The match between We Are Water and One Planet, One Ocean & Pharmaton is a slow motion affair in the Doldrums right now, We Are Water trying to cross at a point 130 miles to the west of their rivals. Both have been slow, Aleix Gelabert and Didac Costa making just 0.8kts on the 'instantaneous' 30 mins speed gun this afternoon. Whoever escapes first gains the upper hand for many miles. Renault Captur are 120 miles off Rio, trying to escape the high pressure and find a lane to the trade winds, averaging 9.9kts for the last 24 hours.
Their fortunes contrast with those of Nandor Fa and Conrad Colman on Spirit of Hungary. They would be forgiven for thinking that having struggled down the Atlantic, so often plagued by light winds, their reward comes now with a favourable climb back up from Cape Horn. That seems to be the case right now, as Conrad Colman explained: " We are on a fine reach at the moment.
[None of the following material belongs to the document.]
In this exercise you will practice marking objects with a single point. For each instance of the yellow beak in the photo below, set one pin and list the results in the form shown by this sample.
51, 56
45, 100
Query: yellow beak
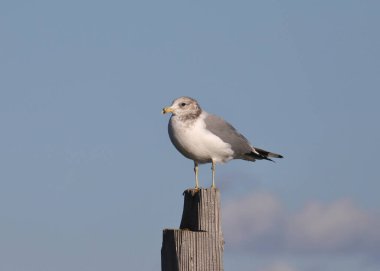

Charging up behind us is another depression and so we actually have some quite interesting choices ahead as to how best to benefit from that, but the depression behind us is one of the reasons we have chosen this westerly course, because we will see a nice slingshot effect in the next 36 hours or so, we should be getting north to the higher latitudes and get into Saint Helena to get a lift northwards. So I think we have a nice road ahead, so we are looking forwards to just keeping on trucking. The boat's good shape, we still can't use the full main but at the moment that does not harm us. The boat is in good shape and so are we."